Fig 1.

Analyses of PRL-D2L and PRL-D2S transgenic mice. (A) Schematic representation of the chimeric constructs used to generate the PRL-D2L and PRL-D2S transgenic lines. Exon 6 (black box) is absent in the D2S cDNA. The 3-kb promoter region of the rat PRL gene is indicated in black. The polyadenylylation site of the SV40 large T antigen (gray box) has been added at the 3′ of each construct. (B) Southern blot analysis of genomic DNA from tail biopsies from WT, PRL-D2L, and PRL-D2S mice.
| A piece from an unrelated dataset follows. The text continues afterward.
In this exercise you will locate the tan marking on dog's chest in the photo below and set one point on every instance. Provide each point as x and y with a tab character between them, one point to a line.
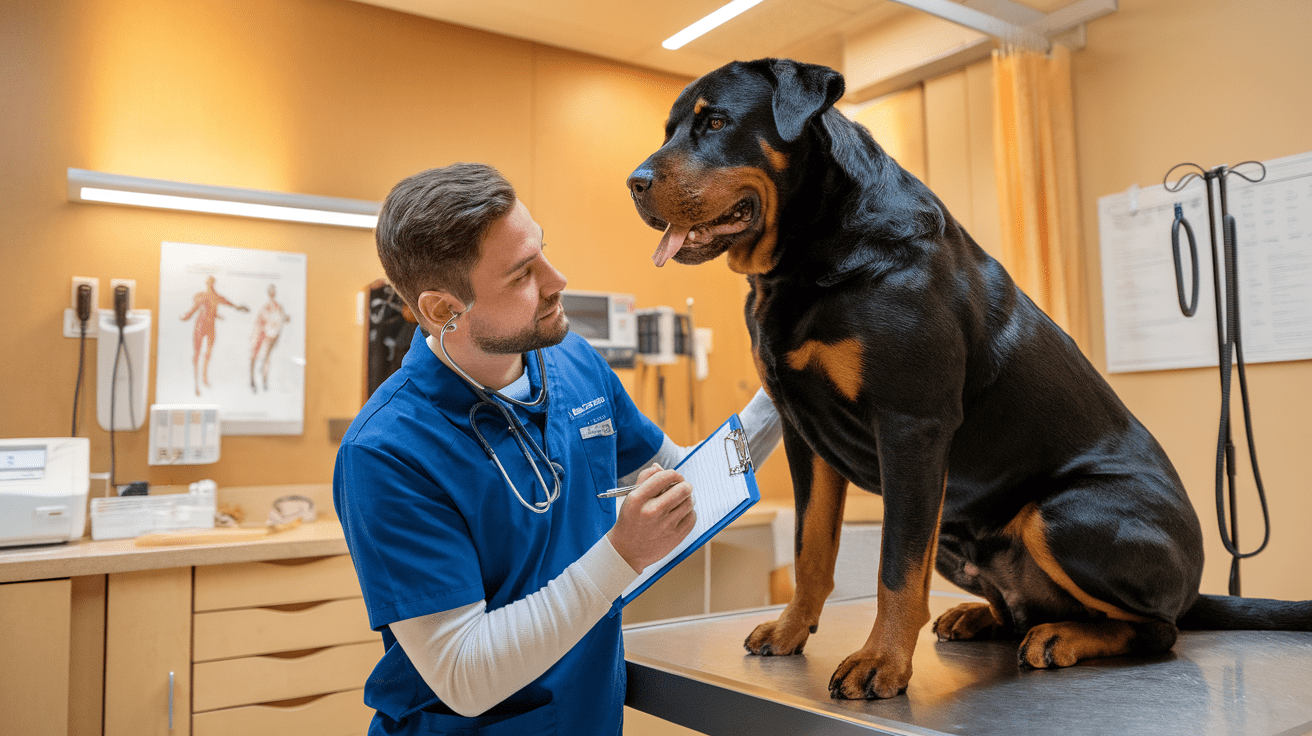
841	362
778	159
Genomic DNA was digested by PstI, blotted, and hybridized by using the SV40 poly(A) sequence as probe. (C) Two micrograms of total RNA from the pituitary gland and 10 μg of all of the other tissues of animals of each genotype were used for Northern blot analysis. The filter was hybridized with a ³²P-labeled probe corresponding to the SV40 poly(A) sequence. (D) RNase protections were performed by using 5 μg of total RNA hybridized with a mouse D2R specific ³²P-labeled probe. The size of protected fragments was 202 bp (D2L) and 131 bp (D2S) as indicated. A histone H4 probe was used as an internal control. (E) [³H]Spiperone binding on membrane extracts from pituitaries of WT, PRL-D2L, and PRL-D2S mice. Nonspecific binding was determined in the presence of (+)-butaclamol (1 μM). The affinity (K_d) and the maximal number of binding sites (B_max) were calculated on Scatchard's transformation of saturation curves. The K_d is expressed in picomolar and the B_max in femtomoles of D2 receptor per mg protein. Values are mean ± SEM of three different experiments performed in duplicates. a = P < 0.001 (***) versus wild-type mice (Student's t test).